I did sit right in front of one of my favorite on-line/radio pastors once as he preached a series of messages over a week’s time. This man did see me sitting there since he actually looked at all of us in the small audience and even conversed with many of us in group settings, but if I were ever to be in his presence again and have the opportunity to ask, “Hey, remember me?”, he would have to reply in the negative. For someone of great renown who meets countless people over a lifetime, he could not possibly remember every face, every conversation.

Our Lord Jesus is different. He is far bigger and grander than any other human being, no matter how famous, powerful, or influential. He is the Creator of the galaxies, the stars, the planets, the earth, the seas, and all inhabitants, animal and human. He designed all intricacies of every single thing—every molecule, every cell, every atom, every speck of dust. He holds the worlds together by the word of His mouth. He creates life and makes life cease. He is sovereign over all things and circumstances, for all eternity. And He has always existed, uncreated, self-existent, no beginning, no ending. My 9-year-old grandson says such thoughts make his head hurt. And yet, for all this otherness, this grandeur and unfathomable power, Jesus actually knows me, my name, every line of my face, every hair on my head, every thought in my brain. He recognizes me instantly in the throngs of humanity. In fact, He knew me before I was even conceived. He knew me and continues to know me through all eternity. He chose me from before the foundations of the world, from all the billions of faces that would ever be, and said, “You are my daughter.”

Sin entered the created world and the Godhead put the eternal plan in motion, the plan which would save me and all others chosen to be His children. And wonder of wonders, the plan was not one to be accomplished from afar, but a very personal and close-up plan, enabling His children to see Him, living in close proximity to them, living a perfectly obedient life to His Father, eventually incurring the wrath of the Father on the rugged cross in our place for all our falling short of the glory of God.

How could God do this? How would the plan be initiated in time and space so that we limited persons could understand His love for those He personally chose? How would a transcendent God, one above and beyond His creation, accomplish His saving work?
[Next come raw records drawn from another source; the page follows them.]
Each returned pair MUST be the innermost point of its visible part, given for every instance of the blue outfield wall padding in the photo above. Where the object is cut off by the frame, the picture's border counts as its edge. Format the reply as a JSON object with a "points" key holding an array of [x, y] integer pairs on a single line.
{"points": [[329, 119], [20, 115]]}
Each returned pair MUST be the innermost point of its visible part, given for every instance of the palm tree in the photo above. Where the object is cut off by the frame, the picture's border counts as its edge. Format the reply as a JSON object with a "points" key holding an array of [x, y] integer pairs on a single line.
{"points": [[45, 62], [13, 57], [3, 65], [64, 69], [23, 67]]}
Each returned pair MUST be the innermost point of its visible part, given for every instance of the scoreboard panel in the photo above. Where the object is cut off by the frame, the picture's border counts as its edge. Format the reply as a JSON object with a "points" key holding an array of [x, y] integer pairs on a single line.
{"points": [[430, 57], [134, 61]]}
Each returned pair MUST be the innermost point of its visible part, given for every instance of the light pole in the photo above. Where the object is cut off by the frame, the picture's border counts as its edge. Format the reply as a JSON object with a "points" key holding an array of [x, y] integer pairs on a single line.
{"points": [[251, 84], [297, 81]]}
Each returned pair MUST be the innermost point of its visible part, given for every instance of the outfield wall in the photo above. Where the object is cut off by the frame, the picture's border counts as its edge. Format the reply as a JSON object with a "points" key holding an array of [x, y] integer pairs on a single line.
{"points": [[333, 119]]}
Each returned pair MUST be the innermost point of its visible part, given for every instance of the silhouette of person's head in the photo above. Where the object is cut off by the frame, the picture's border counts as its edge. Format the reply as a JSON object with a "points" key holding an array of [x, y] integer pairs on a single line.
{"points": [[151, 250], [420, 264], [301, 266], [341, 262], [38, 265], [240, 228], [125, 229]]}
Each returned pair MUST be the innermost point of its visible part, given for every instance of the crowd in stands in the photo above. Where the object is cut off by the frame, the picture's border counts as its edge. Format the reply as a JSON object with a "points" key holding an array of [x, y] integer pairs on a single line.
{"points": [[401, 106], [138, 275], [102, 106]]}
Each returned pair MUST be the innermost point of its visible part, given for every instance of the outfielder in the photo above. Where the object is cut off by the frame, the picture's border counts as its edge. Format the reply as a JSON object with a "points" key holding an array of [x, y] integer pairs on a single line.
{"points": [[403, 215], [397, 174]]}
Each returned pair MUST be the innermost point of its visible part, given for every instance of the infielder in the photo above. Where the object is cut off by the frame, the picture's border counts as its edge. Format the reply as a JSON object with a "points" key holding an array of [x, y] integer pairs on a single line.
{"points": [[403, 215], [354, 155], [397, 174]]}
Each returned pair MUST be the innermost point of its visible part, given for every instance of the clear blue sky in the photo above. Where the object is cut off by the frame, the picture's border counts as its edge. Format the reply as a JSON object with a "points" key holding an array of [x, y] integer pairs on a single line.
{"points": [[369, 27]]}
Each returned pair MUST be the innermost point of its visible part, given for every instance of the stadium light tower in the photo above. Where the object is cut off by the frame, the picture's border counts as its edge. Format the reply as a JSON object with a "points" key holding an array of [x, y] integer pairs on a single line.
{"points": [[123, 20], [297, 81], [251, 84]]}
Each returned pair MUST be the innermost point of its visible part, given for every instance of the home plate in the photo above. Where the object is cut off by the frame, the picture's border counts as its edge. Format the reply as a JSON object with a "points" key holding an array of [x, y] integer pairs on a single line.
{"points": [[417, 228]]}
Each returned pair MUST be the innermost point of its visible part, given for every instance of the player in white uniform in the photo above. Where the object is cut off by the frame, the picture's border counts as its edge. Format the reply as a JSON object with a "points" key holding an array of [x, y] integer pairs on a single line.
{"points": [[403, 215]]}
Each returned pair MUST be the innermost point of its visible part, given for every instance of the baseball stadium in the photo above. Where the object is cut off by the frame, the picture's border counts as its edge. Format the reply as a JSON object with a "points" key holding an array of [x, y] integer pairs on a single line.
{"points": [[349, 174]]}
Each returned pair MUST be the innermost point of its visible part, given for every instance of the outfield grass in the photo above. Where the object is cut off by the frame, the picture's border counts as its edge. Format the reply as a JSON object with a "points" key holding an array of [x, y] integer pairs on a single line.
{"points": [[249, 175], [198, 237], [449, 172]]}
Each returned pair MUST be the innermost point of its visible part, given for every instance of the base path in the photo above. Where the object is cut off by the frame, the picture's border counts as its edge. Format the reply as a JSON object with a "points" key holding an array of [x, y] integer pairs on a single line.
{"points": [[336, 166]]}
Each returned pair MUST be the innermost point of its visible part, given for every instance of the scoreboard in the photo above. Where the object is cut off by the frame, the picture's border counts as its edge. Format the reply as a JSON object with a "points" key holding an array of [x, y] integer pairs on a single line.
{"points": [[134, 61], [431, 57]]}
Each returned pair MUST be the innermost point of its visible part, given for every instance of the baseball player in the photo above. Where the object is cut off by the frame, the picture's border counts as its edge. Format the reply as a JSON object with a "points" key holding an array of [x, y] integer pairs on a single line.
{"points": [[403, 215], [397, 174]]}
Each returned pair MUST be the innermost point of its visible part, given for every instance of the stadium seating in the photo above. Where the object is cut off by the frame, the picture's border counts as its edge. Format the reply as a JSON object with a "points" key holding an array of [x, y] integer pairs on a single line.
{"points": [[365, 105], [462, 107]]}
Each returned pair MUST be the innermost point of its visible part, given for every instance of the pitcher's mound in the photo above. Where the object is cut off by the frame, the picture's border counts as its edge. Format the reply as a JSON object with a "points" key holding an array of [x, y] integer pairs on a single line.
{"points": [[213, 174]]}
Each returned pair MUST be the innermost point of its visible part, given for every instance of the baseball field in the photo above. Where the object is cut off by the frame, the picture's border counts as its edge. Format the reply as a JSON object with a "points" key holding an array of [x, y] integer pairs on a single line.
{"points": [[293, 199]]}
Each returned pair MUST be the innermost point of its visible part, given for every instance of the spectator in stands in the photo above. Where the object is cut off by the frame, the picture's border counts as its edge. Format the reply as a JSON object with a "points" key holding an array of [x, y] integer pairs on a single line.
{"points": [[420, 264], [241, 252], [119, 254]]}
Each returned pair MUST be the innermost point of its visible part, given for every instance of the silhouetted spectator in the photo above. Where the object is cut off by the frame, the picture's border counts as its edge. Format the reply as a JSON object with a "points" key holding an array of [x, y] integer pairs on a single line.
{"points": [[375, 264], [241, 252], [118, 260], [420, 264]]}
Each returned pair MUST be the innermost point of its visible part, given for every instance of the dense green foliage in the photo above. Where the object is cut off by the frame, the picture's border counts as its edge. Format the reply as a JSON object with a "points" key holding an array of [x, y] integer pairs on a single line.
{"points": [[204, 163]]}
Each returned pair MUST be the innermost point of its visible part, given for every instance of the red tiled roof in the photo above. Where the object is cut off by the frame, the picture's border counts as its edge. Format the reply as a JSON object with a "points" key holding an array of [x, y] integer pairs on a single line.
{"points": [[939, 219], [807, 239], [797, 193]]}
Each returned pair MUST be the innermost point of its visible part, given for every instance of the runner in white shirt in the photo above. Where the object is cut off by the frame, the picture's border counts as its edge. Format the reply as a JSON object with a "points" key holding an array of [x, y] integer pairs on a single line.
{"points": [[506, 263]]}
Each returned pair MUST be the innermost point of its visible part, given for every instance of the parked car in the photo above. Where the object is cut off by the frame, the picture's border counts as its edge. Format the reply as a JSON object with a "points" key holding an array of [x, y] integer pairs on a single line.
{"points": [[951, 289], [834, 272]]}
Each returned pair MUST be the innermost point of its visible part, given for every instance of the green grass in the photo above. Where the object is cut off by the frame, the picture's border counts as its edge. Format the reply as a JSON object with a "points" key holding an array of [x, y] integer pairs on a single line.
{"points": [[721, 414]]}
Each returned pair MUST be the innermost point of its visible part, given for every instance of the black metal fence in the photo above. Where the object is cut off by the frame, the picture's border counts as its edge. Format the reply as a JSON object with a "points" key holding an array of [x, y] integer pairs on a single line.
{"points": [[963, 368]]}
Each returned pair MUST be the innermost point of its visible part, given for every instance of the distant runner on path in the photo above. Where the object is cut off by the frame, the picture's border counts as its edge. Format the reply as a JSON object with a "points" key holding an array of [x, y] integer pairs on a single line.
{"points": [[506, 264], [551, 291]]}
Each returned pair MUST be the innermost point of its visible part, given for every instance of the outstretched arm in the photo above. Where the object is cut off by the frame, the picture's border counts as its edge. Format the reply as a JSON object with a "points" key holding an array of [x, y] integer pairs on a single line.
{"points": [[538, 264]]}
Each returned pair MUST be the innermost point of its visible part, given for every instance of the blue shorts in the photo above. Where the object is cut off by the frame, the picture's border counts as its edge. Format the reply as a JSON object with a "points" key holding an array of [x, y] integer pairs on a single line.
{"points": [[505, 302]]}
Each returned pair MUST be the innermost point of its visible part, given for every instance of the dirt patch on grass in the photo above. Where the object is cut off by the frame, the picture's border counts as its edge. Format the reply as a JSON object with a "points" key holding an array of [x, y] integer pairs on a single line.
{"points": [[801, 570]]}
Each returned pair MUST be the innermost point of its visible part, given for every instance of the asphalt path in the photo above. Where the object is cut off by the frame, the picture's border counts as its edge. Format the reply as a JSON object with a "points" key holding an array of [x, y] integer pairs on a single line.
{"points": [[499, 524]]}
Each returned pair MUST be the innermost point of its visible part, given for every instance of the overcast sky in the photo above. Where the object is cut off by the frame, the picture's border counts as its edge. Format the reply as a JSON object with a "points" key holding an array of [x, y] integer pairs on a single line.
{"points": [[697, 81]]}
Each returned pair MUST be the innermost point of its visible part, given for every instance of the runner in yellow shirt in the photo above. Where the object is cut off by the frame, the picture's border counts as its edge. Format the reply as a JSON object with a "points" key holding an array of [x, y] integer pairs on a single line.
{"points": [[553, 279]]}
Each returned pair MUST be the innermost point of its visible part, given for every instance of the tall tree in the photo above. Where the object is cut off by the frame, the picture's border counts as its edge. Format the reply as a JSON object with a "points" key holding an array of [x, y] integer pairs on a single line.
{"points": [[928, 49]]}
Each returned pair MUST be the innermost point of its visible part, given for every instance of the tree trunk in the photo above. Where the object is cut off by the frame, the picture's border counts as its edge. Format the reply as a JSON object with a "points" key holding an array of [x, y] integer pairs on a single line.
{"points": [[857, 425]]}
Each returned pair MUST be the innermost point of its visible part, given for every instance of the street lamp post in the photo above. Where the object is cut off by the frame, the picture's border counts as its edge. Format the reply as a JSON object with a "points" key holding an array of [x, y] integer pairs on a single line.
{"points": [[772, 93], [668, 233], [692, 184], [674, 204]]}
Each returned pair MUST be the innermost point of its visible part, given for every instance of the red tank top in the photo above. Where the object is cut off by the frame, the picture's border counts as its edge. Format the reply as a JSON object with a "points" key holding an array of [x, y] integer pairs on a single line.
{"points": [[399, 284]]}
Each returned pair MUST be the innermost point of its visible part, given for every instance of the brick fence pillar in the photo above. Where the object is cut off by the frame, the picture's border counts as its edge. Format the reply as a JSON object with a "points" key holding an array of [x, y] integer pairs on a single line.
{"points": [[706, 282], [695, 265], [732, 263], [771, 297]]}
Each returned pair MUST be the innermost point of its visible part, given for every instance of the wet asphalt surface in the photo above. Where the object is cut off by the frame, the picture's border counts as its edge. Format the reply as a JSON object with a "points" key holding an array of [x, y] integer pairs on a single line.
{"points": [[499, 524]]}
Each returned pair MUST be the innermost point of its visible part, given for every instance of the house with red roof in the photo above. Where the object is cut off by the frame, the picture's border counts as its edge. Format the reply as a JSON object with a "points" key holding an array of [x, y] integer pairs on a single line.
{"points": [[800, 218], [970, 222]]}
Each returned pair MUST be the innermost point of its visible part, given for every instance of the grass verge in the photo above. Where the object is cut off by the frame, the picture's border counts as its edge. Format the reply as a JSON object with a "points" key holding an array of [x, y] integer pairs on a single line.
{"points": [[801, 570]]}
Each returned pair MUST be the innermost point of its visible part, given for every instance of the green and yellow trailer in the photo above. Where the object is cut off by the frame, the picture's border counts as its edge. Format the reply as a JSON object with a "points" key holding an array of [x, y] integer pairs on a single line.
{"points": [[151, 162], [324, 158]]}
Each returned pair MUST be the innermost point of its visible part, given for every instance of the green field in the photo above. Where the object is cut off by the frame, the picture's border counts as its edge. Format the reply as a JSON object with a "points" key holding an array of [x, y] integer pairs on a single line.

The Scriptures tell us God is good and compassionate, benevolent and kind in His sovereignty. A kind, tender-hearted God is not distant and aloof. Love does not stay away. Those who love want to be with the object of their affection. And so, when the fullness of the time was come, God sent forth His Son, made of a woman, with a body like ours. He condescended to our fleshy weakness. God became man, made under the Law which He obeyed perfectly…to redeem those of us under the Law that we might receive adoption as sons.

And so, on that still night in the little town of Bethlehem, in a stable with smelly lambs and goats and mice and donkeys, God-pleasing, young Mary gave birth to the Son whom the Angel Gabriel had promised in that fearful encounter with the heavenly being— the One the Holy Spirit had placed in her womb—as Joseph must have wiped her brow, caressed her face, and looked on in wonder, remembering the gracious words of the angel, assuaging his fears about the origins of this child. And they named Him Jesus, because He would one day save His people from their sins. He has many other names and titles, ones old Isaiah had prophesied long before the baby’s coming. Wonderful Counselor. Mighty God. Everlasting Father. Prince of Peace. He is the unblemished Lamb, the Lion of the tribe of Judah, King of kings and Lord of lords.

Rejoice in the kindness upon kindness of God this Christmas. Tenderhearted. Gift of all gifts. Far above us yet with us. Immanuel. God Almighty condescended to dwell with us—“and we beheld His glory, the glory of the only begotten of the Father, full of grace and truth.” And He continues to live with us by the indwelling Spirit of God.

Another kindness awaits us. Another physical coming. The resurrected Christ is returning to take us to Himself and He will live with us again and we with Him, forevermore, never to be parted. Maybe today.